A key point in wireless connectivity for the IoT is the software, Goren asserts. Traditionally, the way to interface wireless was in the lower level of the software, typically level two or three, he says. “This required a deep understanding of software stacks. Integrating the software stack in the application layer (typically, layer seven) means there is no need to know how it works underneath,” explains Goren. Relieving the engineer of the need to understand wireless technology will lead to a broad and quick take-up and deployment of IoT-enabled technology.
IoT In Action
Goren recalls a demo at last year’s Electronica tradeshow with TI’s sensors, microcontrollers, wireless connectivity and software. The solution showed how multiple physical networks could be connected to a unified Cloud. An engineer took it upon himself to change the demo before leaving for the day and surprised his colleagues the next morning when the Bluetooth speaker started reciting the temperature! The engineer had used the temperature sensor as an endpoint, which was connected to a ZigBee gateway using a TI processor and interface. The gateway was connected over an Ethernet connection to the IBM server in the Cloud, and used IBM Cloud software to communicate a Google Translate temperature sentence which was relayed to the Bluetooth speaker. Goren says this is the IoT – a node connected the Cloud, enabling it to do things that were not done before, using equipment and services that already exist.
He offers another example of available services and devices adapted by IoT technology. An air conditioner, controlled by an IR sensor, is connected to the Cloud by Wi-Fi and monitored and controlled by Cloud software. Adding a magnetic ‘capsule’ to the air conditioning system creates a gateway, which can connect to a smartphone that can act as a remote control to program, activate or deactivate the AC unit. All of this can be retro-fitted, points out Goren.
Rather than decisions being made locally, the IoT offers a bigger picture which leads to more analysis ahead of decision making, he says.
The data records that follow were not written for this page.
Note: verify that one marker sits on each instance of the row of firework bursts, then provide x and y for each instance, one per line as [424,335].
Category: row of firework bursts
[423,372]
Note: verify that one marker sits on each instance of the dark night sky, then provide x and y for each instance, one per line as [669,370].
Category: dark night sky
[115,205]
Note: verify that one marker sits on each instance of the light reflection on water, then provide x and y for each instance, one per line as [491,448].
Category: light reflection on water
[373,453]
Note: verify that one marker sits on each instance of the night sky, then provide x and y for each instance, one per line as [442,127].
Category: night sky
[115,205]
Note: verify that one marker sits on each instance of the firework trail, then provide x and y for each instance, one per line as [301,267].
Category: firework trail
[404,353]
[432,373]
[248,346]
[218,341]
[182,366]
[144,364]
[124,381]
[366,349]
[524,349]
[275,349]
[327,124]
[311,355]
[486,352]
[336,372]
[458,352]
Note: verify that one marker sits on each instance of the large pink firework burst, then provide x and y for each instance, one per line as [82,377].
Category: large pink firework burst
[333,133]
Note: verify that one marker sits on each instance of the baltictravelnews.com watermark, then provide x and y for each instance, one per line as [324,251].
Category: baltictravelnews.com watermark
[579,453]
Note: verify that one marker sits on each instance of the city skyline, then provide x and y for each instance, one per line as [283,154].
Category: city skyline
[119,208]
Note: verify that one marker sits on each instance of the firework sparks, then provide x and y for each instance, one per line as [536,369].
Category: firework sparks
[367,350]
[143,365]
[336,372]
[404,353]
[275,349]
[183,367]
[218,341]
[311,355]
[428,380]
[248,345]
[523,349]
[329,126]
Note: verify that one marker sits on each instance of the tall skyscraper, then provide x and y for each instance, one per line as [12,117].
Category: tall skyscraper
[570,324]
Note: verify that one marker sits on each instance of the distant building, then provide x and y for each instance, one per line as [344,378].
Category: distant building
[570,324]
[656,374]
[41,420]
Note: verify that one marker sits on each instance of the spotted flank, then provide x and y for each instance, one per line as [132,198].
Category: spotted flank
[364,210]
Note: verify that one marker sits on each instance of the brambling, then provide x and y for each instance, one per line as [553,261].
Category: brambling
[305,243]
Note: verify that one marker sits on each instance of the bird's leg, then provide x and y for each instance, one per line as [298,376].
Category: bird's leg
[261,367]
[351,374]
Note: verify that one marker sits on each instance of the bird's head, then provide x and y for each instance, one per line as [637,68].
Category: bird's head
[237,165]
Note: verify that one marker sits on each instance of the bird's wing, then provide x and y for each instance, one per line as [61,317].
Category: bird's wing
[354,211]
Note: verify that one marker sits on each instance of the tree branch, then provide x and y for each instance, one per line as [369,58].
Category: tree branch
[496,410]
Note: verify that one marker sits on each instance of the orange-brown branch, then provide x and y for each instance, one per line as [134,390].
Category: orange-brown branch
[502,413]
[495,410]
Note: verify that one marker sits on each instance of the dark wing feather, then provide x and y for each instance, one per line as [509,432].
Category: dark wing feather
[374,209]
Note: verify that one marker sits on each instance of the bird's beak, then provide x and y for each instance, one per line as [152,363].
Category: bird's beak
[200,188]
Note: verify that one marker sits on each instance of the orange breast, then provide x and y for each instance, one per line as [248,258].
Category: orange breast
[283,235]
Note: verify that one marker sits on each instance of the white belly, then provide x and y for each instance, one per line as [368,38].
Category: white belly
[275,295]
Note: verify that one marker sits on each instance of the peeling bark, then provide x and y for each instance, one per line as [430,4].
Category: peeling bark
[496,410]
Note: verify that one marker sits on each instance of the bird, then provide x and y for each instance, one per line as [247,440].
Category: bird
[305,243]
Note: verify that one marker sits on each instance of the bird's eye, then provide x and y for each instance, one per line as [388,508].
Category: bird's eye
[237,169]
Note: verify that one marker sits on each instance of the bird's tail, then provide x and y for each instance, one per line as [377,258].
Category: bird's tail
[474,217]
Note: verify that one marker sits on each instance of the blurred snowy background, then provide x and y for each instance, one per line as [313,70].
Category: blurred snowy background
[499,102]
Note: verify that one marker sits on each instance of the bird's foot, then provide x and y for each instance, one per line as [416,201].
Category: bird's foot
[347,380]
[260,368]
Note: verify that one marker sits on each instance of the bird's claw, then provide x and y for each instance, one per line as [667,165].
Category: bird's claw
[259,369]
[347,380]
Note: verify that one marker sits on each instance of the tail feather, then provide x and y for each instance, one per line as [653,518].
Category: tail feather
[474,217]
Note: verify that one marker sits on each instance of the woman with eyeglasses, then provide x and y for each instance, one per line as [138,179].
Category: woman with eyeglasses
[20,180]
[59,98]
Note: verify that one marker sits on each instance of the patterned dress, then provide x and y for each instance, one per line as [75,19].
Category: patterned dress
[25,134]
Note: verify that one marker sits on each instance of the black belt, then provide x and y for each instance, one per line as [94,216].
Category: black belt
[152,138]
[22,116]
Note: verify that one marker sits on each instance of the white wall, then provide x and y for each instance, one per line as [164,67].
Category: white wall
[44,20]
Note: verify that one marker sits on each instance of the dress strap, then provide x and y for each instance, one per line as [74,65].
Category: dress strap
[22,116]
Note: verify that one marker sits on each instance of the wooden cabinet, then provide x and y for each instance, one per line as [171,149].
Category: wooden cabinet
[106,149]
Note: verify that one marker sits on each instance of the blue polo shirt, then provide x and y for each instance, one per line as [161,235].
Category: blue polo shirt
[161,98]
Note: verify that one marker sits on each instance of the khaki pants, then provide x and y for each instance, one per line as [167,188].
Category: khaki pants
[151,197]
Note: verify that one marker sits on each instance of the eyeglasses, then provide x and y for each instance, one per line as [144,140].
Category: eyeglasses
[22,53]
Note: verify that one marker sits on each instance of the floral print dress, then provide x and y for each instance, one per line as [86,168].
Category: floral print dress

Another example is a smart meter. Rather than monitor the water pump for leaks, the IoT allows an engineer to look at the whole system to see which area is using more water and identify an area which may be the site of a leakage.
The future IoT will leverage standard Internet services, such as analysis and visualization, and encompass them all, says Goren.
Goren makes a compelling argument for the IoT to be realized sooner rather than later. The hardware, software, networking and interface devices are already available. It merely needs the ingenuity of ISPs and engineers to adapt them to deliver new, exciting services.